Bei einem Pferderennen lernt sie den reichen und charismatischen ungarischen Magnaten Gyula Graf Erdély kennen, mit dem sie ihre große Leidenschaft für Pferde teilt.

Meine Meinung:

Der dritte Teil dieser Serie um Fanny von Wohlleben bietet wieder einen Einblick in die adelige Gesellschaft Wiens des Biedermeiers.

Wieder mit dabei sind das frivole Ehepaar von Trattenbach, das mit seinen erotischen Eskapaden seinerzeit die damals knapp sechzehnjährige Fanny verführt hat, sowie einige historische Persönlichkeiten wie Friedrich von Gentz oder Kaiser Franz, der als Gartenliebhaber bekannt ist und auch selbst Hand angelegt hat. Wir dürfen auch einen Blick in den Salon der Karoline Pichler machen, die Künstler und Dichter sowie das Who-is-Who des Biedermeiers in ihren Räumen empfängt.

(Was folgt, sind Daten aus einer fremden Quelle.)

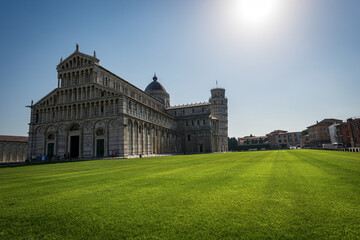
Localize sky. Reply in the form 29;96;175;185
0;0;360;137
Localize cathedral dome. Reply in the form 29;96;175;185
145;74;166;93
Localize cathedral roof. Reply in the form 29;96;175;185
145;74;166;93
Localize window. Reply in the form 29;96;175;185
96;129;105;136
70;124;80;131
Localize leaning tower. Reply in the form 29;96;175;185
209;88;228;152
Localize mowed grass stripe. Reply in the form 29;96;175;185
0;150;360;239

Die Geschichte an sich entwickelt sich für meinen Geschmack ein wenig zu sehr in Richtung Liebesroman. Ein wenig unwahrscheinlich ist, wie viele „Mitspieler“ nun adelig sind. Sei es, dass sie wie Emilia herausfinden, wer die Eltern waren oder wie Paul Faber, der vom Kaiser zum Baron geadelt wird. Die Nobilitierung von reichen Kaufleuten ist zwar nicht ganz ungewöhnlich und findet unter Kaiser Franz Josef ihren Höhepunkt, um Geld in die leeren Staatskassen zu spülen. Ob es wirklich genügt, dem Kaiser seltene Pflanzen von einer Reise mitzubringen, um in den Adelsstand erhoben zu werden? Der alte Hofadel, dem Fannys Mutter ja angehört, sieht auf den neuen Geldadel naserümpfend herab. Aber, Ausnahmen bestätigen die Regel und Fannys Mutter will, dass ihre Kinder glücklich werden.

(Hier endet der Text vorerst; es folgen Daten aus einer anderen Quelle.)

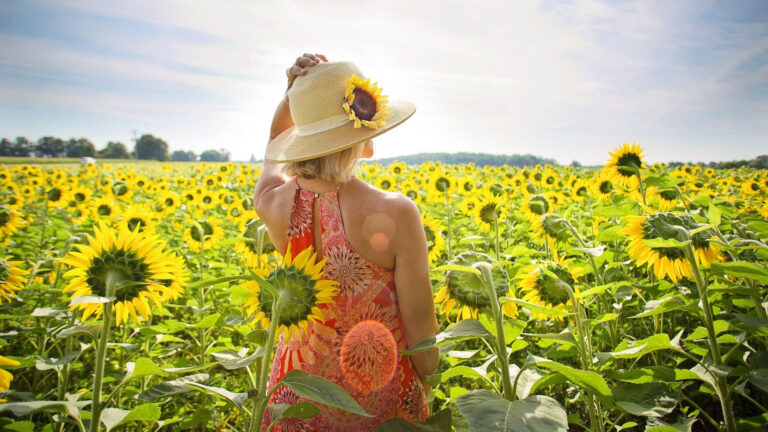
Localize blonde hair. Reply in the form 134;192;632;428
283;142;365;183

Das Cover gefällt mir diesmal nicht ganz so gut als die der beiden Vorgängerbände. Es wirkt viel zu modern, während jene von „Debütantenball“ und „Seidenwalzer“ jeweils an ein Gemälde erinnern.

Von der im 18. und 19. Jahrhundert beliebten Sprache der Blumen hätte es im Text durchaus mehr sein können. Für interessierte Leser sind die Bedeutungen der Blumen, die der Dame des Herzens überreicht wurden angeführt.

Fazit:

Gerne gebe ich diesem historischen Roman, der uns in die Zeit des Wiener Biedermeiers mitnimmt, 4 Sterne.